The band of twelve, led by their ringleader Peter Davey towed a clapped out Austin Seven through Cambridge and managed, through the use of an A-shaped crane, to hoist the vehicle onto the roof of the 70ft high Senate House.

The group used the May Bumps weekend as a cover, theorizing that most passersby were likely to be drunken rowers.

Divided into three precise teams, the plan was nearly foiled when a collection of observant rowers noticed the car hovering 40ft in the air. They were able to resist the charms of the women in the ground team, who attempted to distract them by hitching up their skirts a couple of inches, and had to be fobbed off with the excuse that the Austin was a tethered balloon.

In the aftermath of the prank, Gonville and Caius College dean, Rev. Hugh Montefiore, publically denied he had any idea as to who the culprits were, but secretly sent a congratulatory case of champagne to the staircase of Davey and co.

Police, fire services and civil defense units battled to remove the Austin Seven for an entire week before taking it apart with blow torches. The prank continued to baffle authorities until 2008 when an Oxford reunion dinner of the conspirators was held and the full plot revealed, securing Davey and his gang’s proud place in Student Prank History.

The Flash Mob Job

When: 2011
Where: University of Toronto

When a collection of Toronto Engineering students (I know, they don’t half seem to be a pesky bunch) sat down for their finals two years ago, none of them had any inkling that they were about to star in a YouTube sensation. Well, all except for the number of them dotted around the room who were preparing to pull off a meticulously planned and extremely brave flash mob style prank.

Just before the test was due to begin; music began to fill the hall. As the examiner looked around in confusion one student stood up on his seat and launched into the opening verse of ‘One Day More’ from the musical Les Miserables.

Shortly afterwards, other students positioned at strategic locations joined into what swiftly became a well-choreographed performance of the song in front of a stunned exam hall.

The examiner, initially irritated by this unexpected development soon lost control of the situation and eventually joined in, giving his own rousing rendition of the chorus.
Something tells me that under other circumstances this could have gone much, much worse for the perpetrators.

The Lake Liberty Project

When: 1979
Where: University of Wisconsin

1979 was a year of radical political change. In Britain, Margaret Thatcher’s reformist Conservative government was elected to lead Britain, for better or worse, into a new era.
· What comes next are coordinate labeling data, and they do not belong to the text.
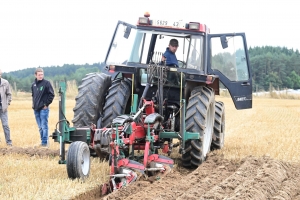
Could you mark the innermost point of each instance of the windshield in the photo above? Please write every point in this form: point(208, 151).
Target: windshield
point(144, 47)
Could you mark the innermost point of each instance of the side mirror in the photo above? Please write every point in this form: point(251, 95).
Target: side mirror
point(224, 41)
point(127, 32)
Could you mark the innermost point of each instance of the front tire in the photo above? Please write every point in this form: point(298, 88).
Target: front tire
point(199, 118)
point(78, 160)
point(116, 100)
point(90, 99)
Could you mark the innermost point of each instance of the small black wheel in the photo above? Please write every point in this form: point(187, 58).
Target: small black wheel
point(78, 160)
point(219, 126)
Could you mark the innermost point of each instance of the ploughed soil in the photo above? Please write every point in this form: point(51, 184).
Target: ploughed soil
point(217, 178)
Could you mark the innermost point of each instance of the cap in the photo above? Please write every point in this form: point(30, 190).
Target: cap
point(174, 42)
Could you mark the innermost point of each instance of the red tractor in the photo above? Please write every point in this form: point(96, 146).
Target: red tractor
point(139, 103)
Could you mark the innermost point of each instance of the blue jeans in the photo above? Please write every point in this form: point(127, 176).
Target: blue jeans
point(41, 117)
point(4, 120)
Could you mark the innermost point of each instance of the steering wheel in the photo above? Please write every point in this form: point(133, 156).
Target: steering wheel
point(181, 64)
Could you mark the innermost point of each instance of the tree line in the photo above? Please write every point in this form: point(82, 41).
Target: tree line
point(278, 67)
point(23, 79)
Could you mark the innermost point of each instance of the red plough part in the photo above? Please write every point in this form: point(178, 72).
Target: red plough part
point(123, 169)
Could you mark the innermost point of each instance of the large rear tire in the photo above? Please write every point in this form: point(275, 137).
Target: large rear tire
point(90, 99)
point(116, 100)
point(199, 118)
point(219, 126)
point(78, 160)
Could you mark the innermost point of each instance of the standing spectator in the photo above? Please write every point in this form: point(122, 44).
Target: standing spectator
point(42, 97)
point(5, 99)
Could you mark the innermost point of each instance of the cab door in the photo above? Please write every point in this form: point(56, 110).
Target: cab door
point(228, 58)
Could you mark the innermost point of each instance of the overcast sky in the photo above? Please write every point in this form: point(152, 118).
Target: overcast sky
point(43, 33)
Meanwhile, on the other side of the pond, the University of Wisconsin was experiencing its own kind of political revolution, with the student government being taken over by the now infamous Pail & Shovel Party, whose radical platform consisted mostly of using the student government’s budget on outlandish pranks.
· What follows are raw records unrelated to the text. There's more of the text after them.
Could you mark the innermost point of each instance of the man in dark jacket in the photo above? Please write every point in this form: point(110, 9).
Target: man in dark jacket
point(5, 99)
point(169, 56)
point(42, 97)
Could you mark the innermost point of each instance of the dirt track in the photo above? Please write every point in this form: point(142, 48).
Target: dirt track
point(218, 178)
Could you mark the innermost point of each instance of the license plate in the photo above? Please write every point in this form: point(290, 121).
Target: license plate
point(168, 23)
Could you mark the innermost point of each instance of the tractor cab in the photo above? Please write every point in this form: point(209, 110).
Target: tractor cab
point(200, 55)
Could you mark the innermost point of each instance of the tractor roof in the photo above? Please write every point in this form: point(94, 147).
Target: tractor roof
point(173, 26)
The magnum opus of these madcap, political radicals was the installation the head and right arm of a fake Statue of Liberty on frozen Lake Mendota during the extreme weather conditions of that year. The off the wall nature of the idea and the sheer level of determination that went into it, not to mention the fact they seemed to have eerily foreshadowed the plot of The Day After Tomorrow twenty years early means it earns a rightful place on our list.

The Boulder-dash

When: 1960s (at some point)
Where: University of Leicester

This prank, which occurred sometime during the 60s at College Hall, University of Leicester, proved so infamous (or difficult to remove) that it’s been commemorated with its own memorial plaque.

During renovations to College Hall the University rediscovered the large boulder which had at some point been rolled into the courtyard by a number of male students and thrown into a pond.
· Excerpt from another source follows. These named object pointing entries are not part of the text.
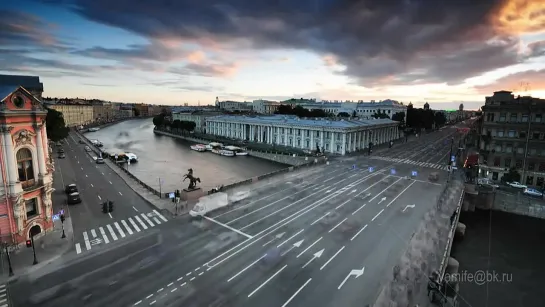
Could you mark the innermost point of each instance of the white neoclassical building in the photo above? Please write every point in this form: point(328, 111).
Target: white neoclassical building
point(332, 136)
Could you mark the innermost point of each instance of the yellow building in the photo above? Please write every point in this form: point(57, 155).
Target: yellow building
point(75, 114)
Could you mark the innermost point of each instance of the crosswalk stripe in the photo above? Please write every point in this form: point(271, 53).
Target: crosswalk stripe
point(86, 239)
point(159, 215)
point(129, 230)
point(147, 220)
point(103, 233)
point(140, 221)
point(119, 229)
point(112, 233)
point(134, 225)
The boulder has remained in place ever since, even when the pond was in-filled and planted during the 90s.

To commemorate the prank, the redevelopment will not result in any movement of the boulder, and a plaque will be installed celebrating the boulder’s history.

Reasons for the prank remain sketchy, but it’s suspected as College Hall was all-male at the time it may have been a result of a particularly escalated show of machismo.